"Há dias em que cada pessoa que encontro,e, ainda mais, as pessoas habituais do meu convívio forçado e quotidiano,assumem aspectos de símbolos,e, ou isolados ou ligando-se,formam uma escrita profética ou oculta,descritiva em sombras da minha vida. O escritório torna-se-me uma página com palavras de gente;a rua é um livro;as palavras trocadas com os usuais, os desabituais que encontro, são dizeres para quem me falta o dicionário mas não de todo o entendimento. Falam, exprimem,porém não é de si que falam,nem a si que exprimem; são palavras, disse, e não mostram, deixam transparecer. Mas, na minha visão crepuscular, só vagamente distingo o que essas vidraças súbitas, reveladas na superfície das coisas, admitem do interior que velam e revelam.Entendo sem conhecimento, como um cego a quem falem de cores.

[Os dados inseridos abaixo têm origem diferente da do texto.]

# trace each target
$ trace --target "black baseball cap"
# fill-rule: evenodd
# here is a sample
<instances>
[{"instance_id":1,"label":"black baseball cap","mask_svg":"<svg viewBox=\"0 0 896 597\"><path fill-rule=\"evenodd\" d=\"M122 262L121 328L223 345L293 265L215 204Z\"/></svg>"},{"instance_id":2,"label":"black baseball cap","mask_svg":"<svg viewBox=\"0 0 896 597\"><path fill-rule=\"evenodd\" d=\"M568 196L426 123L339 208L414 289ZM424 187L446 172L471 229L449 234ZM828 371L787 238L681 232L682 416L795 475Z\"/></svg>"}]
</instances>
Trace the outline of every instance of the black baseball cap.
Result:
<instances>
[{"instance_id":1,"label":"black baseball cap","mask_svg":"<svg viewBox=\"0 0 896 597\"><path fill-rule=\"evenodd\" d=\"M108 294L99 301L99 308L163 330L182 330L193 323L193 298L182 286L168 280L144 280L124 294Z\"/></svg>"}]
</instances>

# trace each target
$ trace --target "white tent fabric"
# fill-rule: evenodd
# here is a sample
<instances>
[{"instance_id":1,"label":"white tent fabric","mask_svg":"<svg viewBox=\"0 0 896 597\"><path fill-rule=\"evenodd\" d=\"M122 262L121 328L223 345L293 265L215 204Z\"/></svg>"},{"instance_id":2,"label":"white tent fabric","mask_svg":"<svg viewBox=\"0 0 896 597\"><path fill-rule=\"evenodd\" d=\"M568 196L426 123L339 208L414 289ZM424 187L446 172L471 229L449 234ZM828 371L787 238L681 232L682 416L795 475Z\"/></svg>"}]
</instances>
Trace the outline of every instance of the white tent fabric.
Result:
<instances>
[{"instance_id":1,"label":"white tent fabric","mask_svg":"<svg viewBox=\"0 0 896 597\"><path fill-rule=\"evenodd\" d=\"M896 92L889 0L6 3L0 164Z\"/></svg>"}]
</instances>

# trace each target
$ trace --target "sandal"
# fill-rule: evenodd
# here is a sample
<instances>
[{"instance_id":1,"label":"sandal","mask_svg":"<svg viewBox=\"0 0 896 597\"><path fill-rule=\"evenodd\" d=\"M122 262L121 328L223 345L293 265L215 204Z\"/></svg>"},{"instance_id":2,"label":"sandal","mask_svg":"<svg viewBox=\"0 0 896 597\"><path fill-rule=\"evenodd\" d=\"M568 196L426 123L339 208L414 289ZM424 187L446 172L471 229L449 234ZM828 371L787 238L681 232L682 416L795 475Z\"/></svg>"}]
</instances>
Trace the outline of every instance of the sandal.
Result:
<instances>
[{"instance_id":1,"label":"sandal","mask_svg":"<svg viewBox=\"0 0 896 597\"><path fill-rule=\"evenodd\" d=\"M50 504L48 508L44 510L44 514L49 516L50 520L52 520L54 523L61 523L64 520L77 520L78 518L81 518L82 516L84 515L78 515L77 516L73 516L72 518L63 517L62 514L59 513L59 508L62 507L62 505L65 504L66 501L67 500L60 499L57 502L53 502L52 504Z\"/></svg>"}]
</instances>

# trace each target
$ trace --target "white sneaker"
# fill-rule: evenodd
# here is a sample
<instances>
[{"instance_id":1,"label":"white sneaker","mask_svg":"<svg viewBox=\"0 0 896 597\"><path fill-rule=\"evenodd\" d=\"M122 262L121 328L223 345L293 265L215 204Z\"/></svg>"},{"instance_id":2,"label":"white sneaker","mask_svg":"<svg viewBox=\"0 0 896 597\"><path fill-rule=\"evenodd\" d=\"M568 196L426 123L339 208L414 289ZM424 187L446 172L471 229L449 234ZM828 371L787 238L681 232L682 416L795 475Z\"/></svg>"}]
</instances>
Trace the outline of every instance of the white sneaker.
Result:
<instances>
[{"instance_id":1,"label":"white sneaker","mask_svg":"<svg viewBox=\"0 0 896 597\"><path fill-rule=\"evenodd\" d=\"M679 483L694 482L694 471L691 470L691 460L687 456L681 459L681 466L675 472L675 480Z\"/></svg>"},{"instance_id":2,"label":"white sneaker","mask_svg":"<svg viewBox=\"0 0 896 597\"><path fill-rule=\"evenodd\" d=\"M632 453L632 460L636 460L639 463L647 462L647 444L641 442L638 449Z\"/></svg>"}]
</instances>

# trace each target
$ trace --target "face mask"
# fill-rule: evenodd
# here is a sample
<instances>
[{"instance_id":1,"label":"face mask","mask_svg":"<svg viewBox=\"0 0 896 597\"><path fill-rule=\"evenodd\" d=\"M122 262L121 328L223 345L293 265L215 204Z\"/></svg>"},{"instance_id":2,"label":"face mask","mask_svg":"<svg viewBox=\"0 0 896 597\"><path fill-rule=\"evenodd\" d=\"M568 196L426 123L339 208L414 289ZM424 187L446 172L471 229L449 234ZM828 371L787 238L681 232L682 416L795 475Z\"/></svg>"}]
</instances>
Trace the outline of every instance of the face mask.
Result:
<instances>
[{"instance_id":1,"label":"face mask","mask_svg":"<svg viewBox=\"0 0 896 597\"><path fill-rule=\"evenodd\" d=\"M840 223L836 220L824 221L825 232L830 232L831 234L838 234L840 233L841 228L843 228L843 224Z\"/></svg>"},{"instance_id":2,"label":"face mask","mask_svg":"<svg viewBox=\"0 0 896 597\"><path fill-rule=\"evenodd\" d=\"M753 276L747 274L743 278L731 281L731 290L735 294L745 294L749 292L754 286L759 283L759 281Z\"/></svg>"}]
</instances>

Passando às vezes na rua oiço trechos de conversas íntimas, e quase todas são da outra mulher, do outro homem, do rapaz da terceira ou da amante daquele,...

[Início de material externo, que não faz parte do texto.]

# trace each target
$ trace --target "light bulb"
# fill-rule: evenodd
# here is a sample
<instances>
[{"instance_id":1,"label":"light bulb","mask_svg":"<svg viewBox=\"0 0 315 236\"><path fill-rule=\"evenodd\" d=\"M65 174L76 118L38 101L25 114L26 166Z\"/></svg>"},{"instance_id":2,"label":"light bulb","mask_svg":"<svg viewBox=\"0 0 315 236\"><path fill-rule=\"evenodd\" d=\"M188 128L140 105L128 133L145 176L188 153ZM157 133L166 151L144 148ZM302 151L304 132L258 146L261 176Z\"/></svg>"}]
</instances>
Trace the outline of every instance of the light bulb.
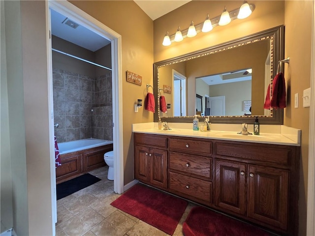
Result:
<instances>
[{"instance_id":1,"label":"light bulb","mask_svg":"<svg viewBox=\"0 0 315 236\"><path fill-rule=\"evenodd\" d=\"M171 39L169 38L169 36L168 36L168 32L166 32L165 34L165 36L164 36L164 39L163 40L163 46L169 46L171 45Z\"/></svg>"},{"instance_id":2,"label":"light bulb","mask_svg":"<svg viewBox=\"0 0 315 236\"><path fill-rule=\"evenodd\" d=\"M247 1L244 1L240 8L240 11L237 15L238 19L244 19L248 17L252 14L252 10Z\"/></svg>"},{"instance_id":3,"label":"light bulb","mask_svg":"<svg viewBox=\"0 0 315 236\"><path fill-rule=\"evenodd\" d=\"M190 26L189 27L188 32L187 32L187 37L191 38L194 37L196 34L197 32L196 32L196 29L195 29L195 27L193 26L193 21L191 21Z\"/></svg>"},{"instance_id":4,"label":"light bulb","mask_svg":"<svg viewBox=\"0 0 315 236\"><path fill-rule=\"evenodd\" d=\"M226 10L226 8L224 6L224 9L222 12L221 17L220 17L220 20L219 22L219 26L225 26L228 23L231 22L231 18L230 18L230 14Z\"/></svg>"},{"instance_id":5,"label":"light bulb","mask_svg":"<svg viewBox=\"0 0 315 236\"><path fill-rule=\"evenodd\" d=\"M174 39L175 42L180 42L183 40L183 35L181 31L181 28L179 26L176 33L175 34L175 38Z\"/></svg>"},{"instance_id":6,"label":"light bulb","mask_svg":"<svg viewBox=\"0 0 315 236\"><path fill-rule=\"evenodd\" d=\"M204 32L209 32L212 30L213 29L213 27L212 27L212 24L211 24L211 21L209 19L208 14L207 15L206 20L203 23L203 26L202 27L202 30L201 30L201 31Z\"/></svg>"}]
</instances>

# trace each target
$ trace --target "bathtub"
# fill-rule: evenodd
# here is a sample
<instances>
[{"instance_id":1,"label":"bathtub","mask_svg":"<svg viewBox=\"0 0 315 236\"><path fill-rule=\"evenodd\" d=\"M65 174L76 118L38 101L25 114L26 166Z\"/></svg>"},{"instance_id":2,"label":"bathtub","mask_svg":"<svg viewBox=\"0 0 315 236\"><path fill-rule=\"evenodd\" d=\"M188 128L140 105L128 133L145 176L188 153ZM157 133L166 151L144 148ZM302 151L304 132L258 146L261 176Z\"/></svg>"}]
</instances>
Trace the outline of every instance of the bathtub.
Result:
<instances>
[{"instance_id":1,"label":"bathtub","mask_svg":"<svg viewBox=\"0 0 315 236\"><path fill-rule=\"evenodd\" d=\"M87 139L74 141L58 143L59 154L63 154L73 152L81 150L92 148L97 147L103 146L108 144L111 144L113 141L109 140L103 140L96 139Z\"/></svg>"}]
</instances>

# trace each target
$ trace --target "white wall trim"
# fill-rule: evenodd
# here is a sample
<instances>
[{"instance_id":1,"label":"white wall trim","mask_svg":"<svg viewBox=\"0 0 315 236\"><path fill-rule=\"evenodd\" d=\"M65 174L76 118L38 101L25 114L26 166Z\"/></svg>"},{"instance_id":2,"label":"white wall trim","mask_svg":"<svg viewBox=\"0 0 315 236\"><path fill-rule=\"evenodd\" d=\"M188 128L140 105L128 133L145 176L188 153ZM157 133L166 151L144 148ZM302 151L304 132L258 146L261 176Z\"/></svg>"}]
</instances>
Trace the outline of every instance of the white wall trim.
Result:
<instances>
[{"instance_id":1,"label":"white wall trim","mask_svg":"<svg viewBox=\"0 0 315 236\"><path fill-rule=\"evenodd\" d=\"M133 185L137 184L138 182L139 182L139 181L138 181L137 179L133 179L132 181L131 181L131 182L129 182L129 183L128 183L127 184L126 184L124 186L124 191L125 191L127 190L130 188L132 187Z\"/></svg>"},{"instance_id":2,"label":"white wall trim","mask_svg":"<svg viewBox=\"0 0 315 236\"><path fill-rule=\"evenodd\" d=\"M111 41L113 82L113 121L114 154L114 191L124 192L124 148L123 136L123 70L122 36L112 29L65 0L50 0L49 7L102 35Z\"/></svg>"},{"instance_id":3,"label":"white wall trim","mask_svg":"<svg viewBox=\"0 0 315 236\"><path fill-rule=\"evenodd\" d=\"M311 106L309 140L309 176L307 191L307 235L315 235L315 0L313 0L311 59Z\"/></svg>"}]
</instances>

Levo comigo, só de ouvir estas sombras de discurso humano que é afinal o tudo em que se ocupam a maioria das vidas conscientes, um tédio de nojo, uma angústia de exílio entre aranhas e a consciência súbita do meu amarfanhamento entre gente real; a condenação de ser vizinho igual, perante o senhorio e o sítio, dos outros inquilinos do aglomerado, espreitando com nojo, por entre as grades traseira do armazém da loja, o lixo alheio que se entulha à chuva no saguão que é a minha vida."